Dans son message lu par le ministre Jean-Claude Kouassi, la reine des Baoulé, Nanan Akoua Boni II, a rappelé le pacte entre le Grand-Centre, notamment les Baoulé et les Sénoufos. Pacte signé entre leurs patriarches, Félix Houphouët-Boigny et Péléforo Gbon Coulibaly, arrière-grand-père du défunt Gon Coulibaly, qu’il convient de renouveler.
Amadou Gon Coulibaly et Korhogo, sa terre d’origine
Être enterré à Korhogo, auprès des siens, fut certainement l’une des volontés d’Amadou Gon Coulibaly. Il aimait cette ville, ses habitants, sa tradition.

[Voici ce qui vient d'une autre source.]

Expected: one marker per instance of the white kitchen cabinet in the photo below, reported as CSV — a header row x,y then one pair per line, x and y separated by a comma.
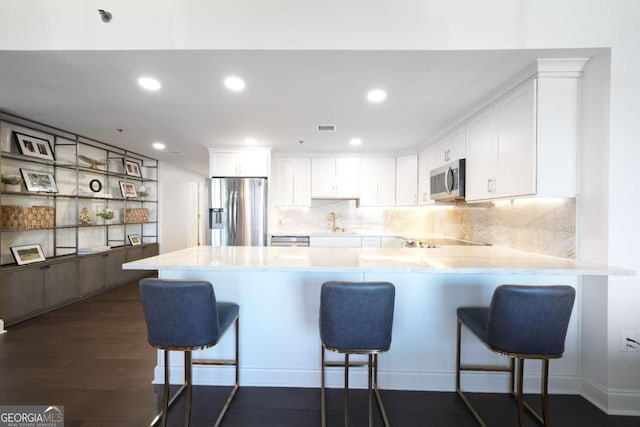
x,y
525,142
335,241
239,163
335,177
452,146
293,181
501,159
516,156
377,181
407,180
481,163
424,177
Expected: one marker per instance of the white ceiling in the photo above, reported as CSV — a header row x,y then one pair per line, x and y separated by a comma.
x,y
288,94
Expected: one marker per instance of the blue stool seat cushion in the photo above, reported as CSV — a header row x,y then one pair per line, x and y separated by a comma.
x,y
525,320
183,313
356,315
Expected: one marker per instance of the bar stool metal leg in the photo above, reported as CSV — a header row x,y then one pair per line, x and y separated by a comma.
x,y
188,382
520,393
545,391
165,398
323,396
346,390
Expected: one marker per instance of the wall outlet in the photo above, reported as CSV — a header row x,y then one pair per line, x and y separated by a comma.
x,y
630,341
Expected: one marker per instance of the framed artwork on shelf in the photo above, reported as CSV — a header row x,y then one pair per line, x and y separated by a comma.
x,y
39,181
128,189
134,239
132,168
27,254
33,146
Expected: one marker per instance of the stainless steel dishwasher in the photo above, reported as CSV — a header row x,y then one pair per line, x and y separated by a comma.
x,y
301,241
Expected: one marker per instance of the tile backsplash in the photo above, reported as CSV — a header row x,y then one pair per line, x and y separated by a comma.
x,y
546,226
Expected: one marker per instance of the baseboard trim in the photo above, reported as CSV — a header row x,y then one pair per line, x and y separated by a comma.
x,y
611,401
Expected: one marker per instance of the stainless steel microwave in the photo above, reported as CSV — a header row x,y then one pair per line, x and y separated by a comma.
x,y
447,182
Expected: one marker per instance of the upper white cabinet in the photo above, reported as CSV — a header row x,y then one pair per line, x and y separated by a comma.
x,y
407,180
335,177
482,157
516,136
293,181
452,146
525,142
377,181
424,177
501,159
239,163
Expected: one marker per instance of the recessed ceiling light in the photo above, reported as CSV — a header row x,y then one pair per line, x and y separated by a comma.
x,y
234,83
376,95
149,83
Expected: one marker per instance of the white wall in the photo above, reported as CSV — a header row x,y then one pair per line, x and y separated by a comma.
x,y
402,24
592,213
179,210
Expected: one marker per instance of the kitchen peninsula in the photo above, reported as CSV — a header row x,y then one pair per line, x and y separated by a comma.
x,y
278,292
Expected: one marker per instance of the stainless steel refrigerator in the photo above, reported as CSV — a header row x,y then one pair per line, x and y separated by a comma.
x,y
238,212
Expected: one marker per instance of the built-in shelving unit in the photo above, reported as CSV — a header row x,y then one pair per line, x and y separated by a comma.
x,y
83,252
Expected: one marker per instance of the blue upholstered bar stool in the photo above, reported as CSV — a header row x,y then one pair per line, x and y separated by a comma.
x,y
356,318
184,315
522,322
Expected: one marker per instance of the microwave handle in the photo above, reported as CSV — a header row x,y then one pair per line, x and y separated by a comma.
x,y
448,187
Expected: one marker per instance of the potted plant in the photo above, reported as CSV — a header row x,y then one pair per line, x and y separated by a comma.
x,y
11,182
106,214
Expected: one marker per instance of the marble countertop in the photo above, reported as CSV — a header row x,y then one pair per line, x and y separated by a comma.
x,y
442,260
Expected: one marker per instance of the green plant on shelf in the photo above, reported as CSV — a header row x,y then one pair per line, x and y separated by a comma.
x,y
11,179
106,214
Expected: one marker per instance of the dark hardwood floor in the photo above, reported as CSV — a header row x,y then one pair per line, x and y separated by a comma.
x,y
93,358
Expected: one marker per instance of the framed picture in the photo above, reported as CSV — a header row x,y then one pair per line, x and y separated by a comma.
x,y
134,239
27,254
132,168
39,181
33,146
128,189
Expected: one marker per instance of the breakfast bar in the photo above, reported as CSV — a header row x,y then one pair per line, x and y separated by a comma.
x,y
278,290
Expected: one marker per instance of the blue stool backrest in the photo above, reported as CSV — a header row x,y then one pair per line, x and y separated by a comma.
x,y
357,315
530,319
179,313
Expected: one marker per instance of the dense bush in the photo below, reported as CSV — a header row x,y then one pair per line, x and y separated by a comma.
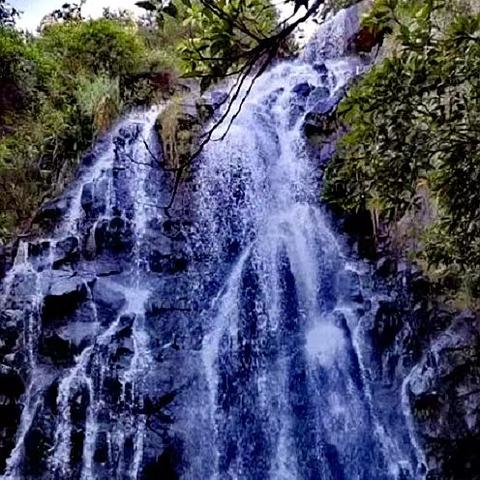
x,y
415,135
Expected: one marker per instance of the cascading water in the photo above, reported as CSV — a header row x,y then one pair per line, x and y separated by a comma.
x,y
285,388
108,349
222,342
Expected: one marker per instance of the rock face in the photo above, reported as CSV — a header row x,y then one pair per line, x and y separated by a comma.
x,y
85,372
222,336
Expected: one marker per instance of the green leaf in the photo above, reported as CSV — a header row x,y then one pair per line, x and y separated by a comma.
x,y
146,5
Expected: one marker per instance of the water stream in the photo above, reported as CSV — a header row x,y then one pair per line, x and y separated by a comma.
x,y
256,371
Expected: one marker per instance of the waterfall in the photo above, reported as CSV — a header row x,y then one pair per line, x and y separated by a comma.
x,y
285,387
221,341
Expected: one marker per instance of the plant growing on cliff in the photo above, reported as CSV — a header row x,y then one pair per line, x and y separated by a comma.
x,y
415,125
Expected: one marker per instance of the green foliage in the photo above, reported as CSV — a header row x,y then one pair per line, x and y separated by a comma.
x,y
218,36
58,91
415,123
93,47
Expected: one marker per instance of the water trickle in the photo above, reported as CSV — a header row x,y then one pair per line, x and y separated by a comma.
x,y
245,362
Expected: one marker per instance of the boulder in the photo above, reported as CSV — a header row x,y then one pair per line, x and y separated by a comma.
x,y
109,301
63,295
87,196
444,394
303,89
51,212
114,235
169,263
67,252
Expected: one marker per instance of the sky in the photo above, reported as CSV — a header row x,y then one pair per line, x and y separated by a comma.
x,y
35,10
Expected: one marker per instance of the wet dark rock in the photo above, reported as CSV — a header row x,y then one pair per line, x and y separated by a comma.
x,y
108,301
38,254
385,266
87,196
349,282
321,68
209,103
114,235
101,448
89,159
51,212
303,89
444,393
59,350
367,39
320,120
316,97
67,252
64,295
168,263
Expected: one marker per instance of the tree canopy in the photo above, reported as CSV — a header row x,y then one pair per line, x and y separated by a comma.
x,y
413,149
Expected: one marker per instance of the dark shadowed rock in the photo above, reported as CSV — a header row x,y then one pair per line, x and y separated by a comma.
x,y
63,296
67,252
303,89
108,300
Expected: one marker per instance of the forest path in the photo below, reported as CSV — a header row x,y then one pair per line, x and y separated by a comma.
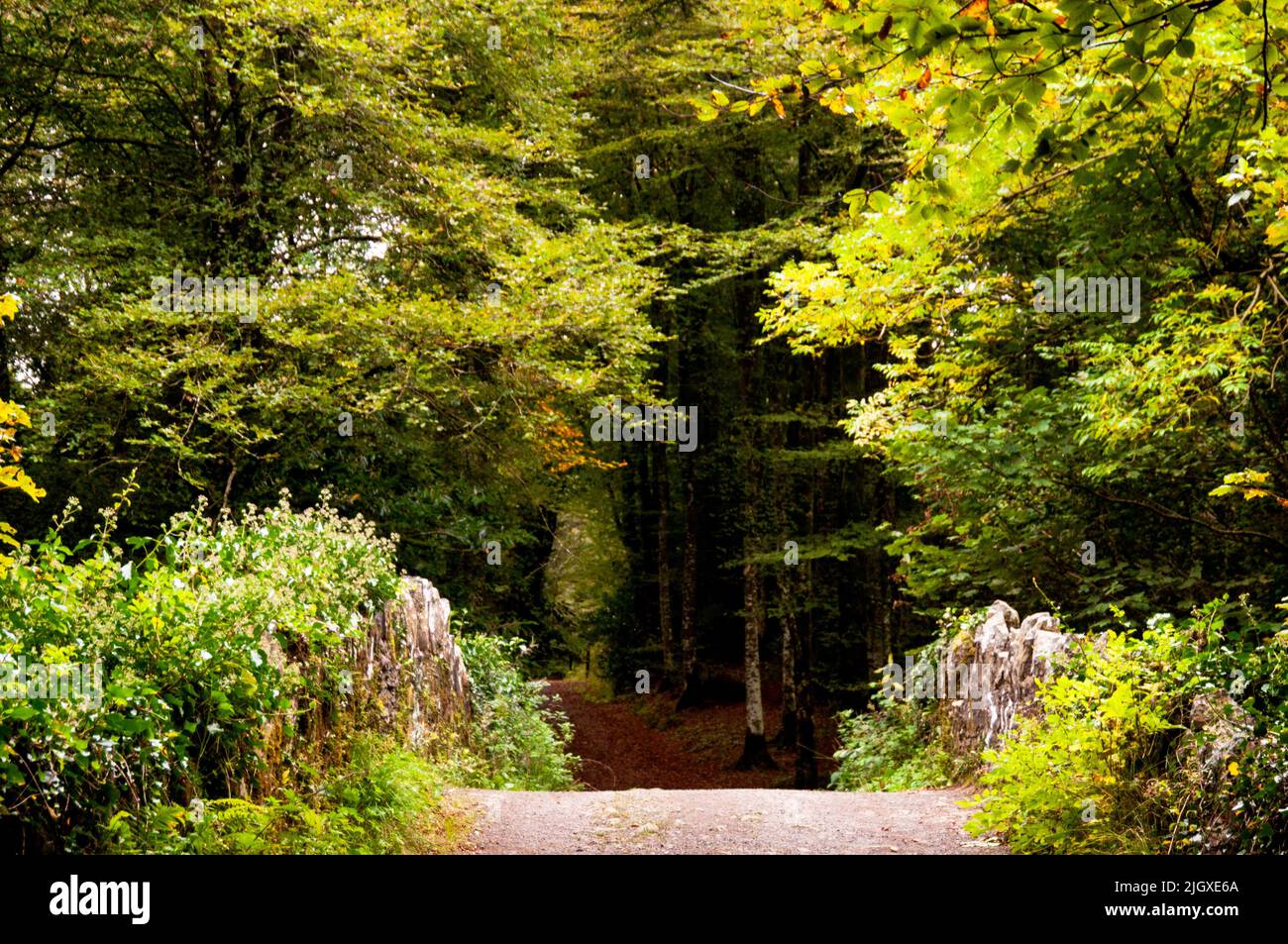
x,y
670,787
773,822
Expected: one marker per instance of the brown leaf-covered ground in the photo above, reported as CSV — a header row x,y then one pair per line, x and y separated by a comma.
x,y
640,741
662,782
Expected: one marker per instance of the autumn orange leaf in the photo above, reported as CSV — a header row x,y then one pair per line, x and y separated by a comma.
x,y
975,9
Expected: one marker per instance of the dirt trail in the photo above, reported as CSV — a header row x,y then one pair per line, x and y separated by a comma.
x,y
674,790
774,822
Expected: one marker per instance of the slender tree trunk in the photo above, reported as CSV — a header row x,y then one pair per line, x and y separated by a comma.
x,y
755,752
787,734
690,603
664,569
806,758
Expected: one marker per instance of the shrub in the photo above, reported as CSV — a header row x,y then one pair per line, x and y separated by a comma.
x,y
1111,764
183,630
519,741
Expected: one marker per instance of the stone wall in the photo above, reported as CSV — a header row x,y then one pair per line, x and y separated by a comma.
x,y
1000,666
410,670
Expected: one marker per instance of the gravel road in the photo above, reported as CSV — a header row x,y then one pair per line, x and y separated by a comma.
x,y
774,822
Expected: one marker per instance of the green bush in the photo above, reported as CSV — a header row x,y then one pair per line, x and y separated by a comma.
x,y
1109,765
183,629
519,742
386,800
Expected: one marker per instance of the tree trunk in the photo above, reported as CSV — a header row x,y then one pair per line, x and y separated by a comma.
x,y
755,752
664,569
787,734
688,605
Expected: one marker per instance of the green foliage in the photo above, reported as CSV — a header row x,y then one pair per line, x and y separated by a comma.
x,y
1154,153
1111,763
185,630
386,800
519,742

Anciennement député et maire de Korhogo, AGC a marqué de ses empreintes la cité du Poro.
Le dernier voyage
Le dernier hommage auquel il a eu droit fut à la grande mosquée de Korhogo, avant l’ultime voyage. Dans le sermon qu’il a prononcé le vendredi 17 juillet 2020 à la prière de Djoumah, avant la prière mortuaire, le secrétaire exécutif de Conseil supérieur des imams, des mosquées et des affaires islamiques en Côte d’Ivoire (Cosim), Ousmane Diakité, a souligné des qualités de ce fidèle musulman qui fut, comme le recommande le Prophète, utile aux autres. Il a indiqué que selon le prophète Mouhammad (PSL):
«Le meilleur des hommes est celui-là même qui est utile aux hommes.»
Élève brillant, travailleur acharné, consciencieux, rigoureux, méthodique, le Premier ministre Amadou Gon Coulibaly avait une capacité de synthèse remarquable, un sens aigu du travail bien fait, il était un perfectionniste, témoignent des membres du gouvernement. Rigoureux, sans être méchant, humble, affable, prévenant, «Le lion» marquait l’esprit de tous ceux qui le côtoyaient, par son intelligence.
Mort à la tâche, le fils de Gbonblé et de Hadja Fatoumata Coulibaly, qui avait vu le jour le 10 février 1959 à Abidjan, repose depuis le 17 juillet dernier dans le caveau familial du quartier Soba de Korhogo, sur la terre de ses ancêtres.
«Le Roi (Lion) est mort, vive le Roi!»